9. collecting garbage, ashes and other refuse matter in any portion of the district and providing for its disposal;

10. implementing tick control measures;

11. installing highway sound barriers;

12. maintaining water quality in lakes that are located solely in one town in this state;

13. establishing a zoning commission and a zoning board of appeals or a planning commission, or both, which are dissolved when the planning or zoning commission adopts subdivision or zoning regulations;

14. adopting building regulations, which are superseded when the town adopts building regulations;

15. providing ferry service; and

16. contracting with a town, city, borough, or other district for carrying out any of the district's purposes (CGS 7-326).

Under the statutes, a home rule district has the power, among others, to prepare its budget and assess and levy its taxes. It does so based on a grand list of taxable property that the town's tax assessor must prepare for it (CGS 7-328(a)). The statute states: “When the district meeting has fixed the tax rate, the clerk shall prepare a rate bill, apportioning to each owner of the property his proportionate share of the taxes, which rate bill, when prepared, shall be delivered to the treasurer; and the district and the treasurer thereof shall have the same powers as towns and collectors of taxes to collect and enforce payment of such taxes, and such liens may be continued by certificates recorded in the land record office of the town, and foreclosed in the same manner as liens for town taxes.”

Other powers under a home rule charter include explicit authorization to (1) adopt ordinances and (2) finance projects by issuing bonds or incurring other debt (CGS 7-328).

More information is available in OLR Report 2011-R-0347.

As background, the phrase, “Home Rule Charter,” signals that the special taxing district operates under a charter that they adopted and amended on their own under the statute (i.e., “home rule”) while other districts operate under charters that the legislature adopted and amended on their behalf (i.e., “special act charters”). More information is available in OLR Report 2002-R-0863.

Does the Thompsonville Fire District charter allow it to levy taxes without a referendum by district members?

The charter does not explicitly require a referendum. It states that, through its commissioners, the district “…may at regular meetings lay taxes upon ratable estate within the limits of said district for the purposes and objects authorized by this act.” We have not found any statute or case law that interprets this provision and whether a referendum is required under the law.

What is the extent of the district's authority to borrow money or issue debt to finance capital projects?

It is unclear whether the district can borrow funds or issue debt (i.e., bonds) because its charter is silent on the issue.

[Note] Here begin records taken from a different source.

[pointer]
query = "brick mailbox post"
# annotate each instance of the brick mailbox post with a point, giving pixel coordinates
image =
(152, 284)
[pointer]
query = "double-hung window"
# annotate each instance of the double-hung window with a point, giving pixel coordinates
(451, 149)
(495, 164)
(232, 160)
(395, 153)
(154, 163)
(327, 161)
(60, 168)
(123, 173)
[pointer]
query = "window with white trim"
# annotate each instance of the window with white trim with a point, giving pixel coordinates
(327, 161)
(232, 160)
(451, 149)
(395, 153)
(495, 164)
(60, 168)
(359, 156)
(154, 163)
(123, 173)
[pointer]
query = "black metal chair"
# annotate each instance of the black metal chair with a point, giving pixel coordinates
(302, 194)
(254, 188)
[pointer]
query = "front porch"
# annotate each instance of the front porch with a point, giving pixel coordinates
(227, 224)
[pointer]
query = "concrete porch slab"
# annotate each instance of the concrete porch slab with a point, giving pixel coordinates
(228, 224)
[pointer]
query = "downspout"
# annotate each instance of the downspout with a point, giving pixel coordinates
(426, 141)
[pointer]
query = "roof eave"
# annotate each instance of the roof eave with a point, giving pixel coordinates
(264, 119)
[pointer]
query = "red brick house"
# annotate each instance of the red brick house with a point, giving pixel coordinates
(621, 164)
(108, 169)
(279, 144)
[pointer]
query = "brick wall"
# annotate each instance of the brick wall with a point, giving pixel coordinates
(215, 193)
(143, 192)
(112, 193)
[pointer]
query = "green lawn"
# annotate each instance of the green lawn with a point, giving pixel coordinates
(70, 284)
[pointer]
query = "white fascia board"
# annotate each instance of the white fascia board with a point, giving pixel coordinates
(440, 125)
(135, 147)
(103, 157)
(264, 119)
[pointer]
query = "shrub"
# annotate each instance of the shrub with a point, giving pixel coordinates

The charter authorizes the district, through its board of fire commissioners, to purchase, hold, and convey “real and personal estate requisite for the purposes of maintaining a department and for the protection of property within said district from fire and making appropriations for the same.” But it does not address whether the district can borrow funds or issue debt to fulfill these purposes.

In contrast, districts operating under the statutes may, within certain limitations, issue bonds and borrow money for constructing public works or acquiring recreational facilities (CGS 7-328).